La zone touchée par les séismes semble avoir été rasée au sol : sur la base d’images satellitaires, la Nasa estime qu’environ 58 870 bâtiments y ont été endommagés ou détruits, anéantissant au passage les services vitaux. Dans l’État de La Guaira, au nord, le plus durement touché, « les pénuries alimentaires sont généralisées, les services de base se sont effondrés et les communications sont en grande partie coupées », s’est alarmé mardi le Haut-commissariat aux réfugiés des Nations unies (HCR).
« Les tensions au sein de la population s’accroissent, alors que l’accès à l’aide demeure limité », a-t-il souligné. « De l’aide est distribuée ici, mais parfois les gens s’entretuent pour de la nourriture (…) Tout le monde se bat, comme dans un combat de coqs », a raconté à l’Agence France-Presse Daniela Armas, une vendeuse de 18 ans blessée lors des tremblements de terre. C’est dans ce chaos que le Programme alimentaire mondial (PAM) a lancé mardi un appel initial de 50 millions de dollars destiné à nourrir quelque 500 000 personnes pendant trois mois.
« Les séismes ont touché de nombreuses familles, dont certaines luttaient déjà pour se procurer des aliments de base. Maintenant, avec les moyens de subsistance détruits, les infrastructures gravement endommagées, de nombreuses familles sont menacées de sombrer encore plus dans la précarité », a expliqué Stéphanie Hochstetter, responsable de l’agence onusienne dans le pays. Selon l’ONU, début 2026, 7,9 millions de Vénézuéliens avaient déjà besoin d’aide humanitaire.

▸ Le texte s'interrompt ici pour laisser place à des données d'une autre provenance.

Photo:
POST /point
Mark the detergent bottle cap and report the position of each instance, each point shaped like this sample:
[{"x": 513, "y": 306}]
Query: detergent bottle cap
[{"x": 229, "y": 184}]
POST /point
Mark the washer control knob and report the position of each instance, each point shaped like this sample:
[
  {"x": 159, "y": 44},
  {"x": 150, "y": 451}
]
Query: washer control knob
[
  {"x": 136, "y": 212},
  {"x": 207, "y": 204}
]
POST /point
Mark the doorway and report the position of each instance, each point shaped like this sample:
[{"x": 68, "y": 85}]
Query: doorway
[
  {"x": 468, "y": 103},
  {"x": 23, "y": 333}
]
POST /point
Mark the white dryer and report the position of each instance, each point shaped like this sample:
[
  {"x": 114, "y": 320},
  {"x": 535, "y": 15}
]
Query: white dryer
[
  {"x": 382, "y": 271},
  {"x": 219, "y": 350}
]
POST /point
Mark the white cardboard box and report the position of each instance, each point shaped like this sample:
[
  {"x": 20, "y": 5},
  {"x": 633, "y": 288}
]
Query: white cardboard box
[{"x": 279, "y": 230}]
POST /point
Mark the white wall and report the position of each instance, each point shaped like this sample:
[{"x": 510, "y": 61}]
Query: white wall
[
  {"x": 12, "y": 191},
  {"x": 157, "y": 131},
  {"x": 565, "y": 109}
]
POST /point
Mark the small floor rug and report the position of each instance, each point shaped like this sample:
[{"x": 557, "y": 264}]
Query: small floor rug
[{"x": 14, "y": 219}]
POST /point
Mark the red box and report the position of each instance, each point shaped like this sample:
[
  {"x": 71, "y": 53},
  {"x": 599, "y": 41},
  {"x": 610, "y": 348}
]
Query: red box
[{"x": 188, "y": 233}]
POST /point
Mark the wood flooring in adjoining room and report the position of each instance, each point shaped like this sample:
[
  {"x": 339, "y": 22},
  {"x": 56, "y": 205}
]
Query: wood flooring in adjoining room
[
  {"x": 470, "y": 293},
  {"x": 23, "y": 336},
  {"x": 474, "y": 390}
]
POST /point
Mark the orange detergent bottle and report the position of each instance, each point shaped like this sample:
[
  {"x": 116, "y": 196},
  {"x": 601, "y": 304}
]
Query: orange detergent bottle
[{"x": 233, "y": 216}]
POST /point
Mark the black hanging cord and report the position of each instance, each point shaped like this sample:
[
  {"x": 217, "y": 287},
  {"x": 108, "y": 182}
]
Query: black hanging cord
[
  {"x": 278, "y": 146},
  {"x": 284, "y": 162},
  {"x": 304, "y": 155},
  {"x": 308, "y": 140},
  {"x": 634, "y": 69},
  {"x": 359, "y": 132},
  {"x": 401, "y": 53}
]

Washington a doublé son aide bilatérale
L’Organisation mondiale de la Santé (OMS) redoute de voir apparaître des épidémies et s’inquiète de systèmes « inadéquats » de suivi des disparus et d’enregistrement des victimes. Les perturbations des services de santé, des réseaux d’eau et d’assainissement, combinées aux déplacements de population, pourraient favoriser des flambées « de maladies évitables par la vaccination comme la rougeole, la diphtérie et la coqueluche », a averti un porte-parole de l’OMS, Christian Lindmeier, lors d’un point de presse à Genève.
Le HCR chiffre, lui, ses besoins à environ 15 millions de dollars, notamment pour abriter temporairement 30 000 personnes sans domiciles pendant six mois. En attendant, les survivants se débrouillent comme ils peuvent, à l’image de Celix Ruiz, à Ciudad Piar (est), qui dort sur le parking d’une pharmacie : « Ici, personne ne veut aller dans un refuge. Être dans un refuge, c’est comme être dans la rue. »
Paradoxalement, après avoir kidnappé le président Nicolas Maduro au prétexte de la lutte contre le narcotrafic, Washington a doublé le montant de son aide bilatérale, atteignant désormais 300 millions de dollars, dirigés vers les ONG et les agences onusiennes. Depuis la capture de Maduro, Donald Trump s’accommode de sa remplaçante par intérim, Delcy Rodriguez, tout en s’emparant des secteurs miniers et des hydrocarbures. Son administration a par ailleurs suspendu temporairement une partie de ses sanctions contre le Venezuela.
Forte mobilisation de la communauté internationale
Dès les premiers jours après le drame, une morgue de fortune a été improvisée sur le port de La Guaira, les hôpitaux étant complètement saturés face à l’ampleur du désastre. Selon l’OMS, qui s’appuie sur les déclarations de la présidente par intérim, 38 hôpitaux ont été endommagés dans le pays et trois se trouvent actuellement dans un état critique.
« Ma famille est ici. On me dit que sa sœur et ses enfants sont là, ainsi que les enfants de mon frère », a expliqué à l’AFP Wilker Molalla dans la file d’attente pour identifier leurs corps. « Il y avait onze personnes chez moi, seuls deux d’entre nous ont survécu parce que nous étions au travail », a-t-il lâché.
Le Venezuela peut tout de même compter sur une forte mobilisation de la communauté internationale. Selon le coordinateur des Nations Unies dans le pays, Gianluca Rampolla Del Tindaro, 27 pays différents ont envoyé plus d’une quarantaine d’équipes de secours, soit « plus de 2 000 secouristes et autres personnes sur le terrain, avec plus de 160 chiens ».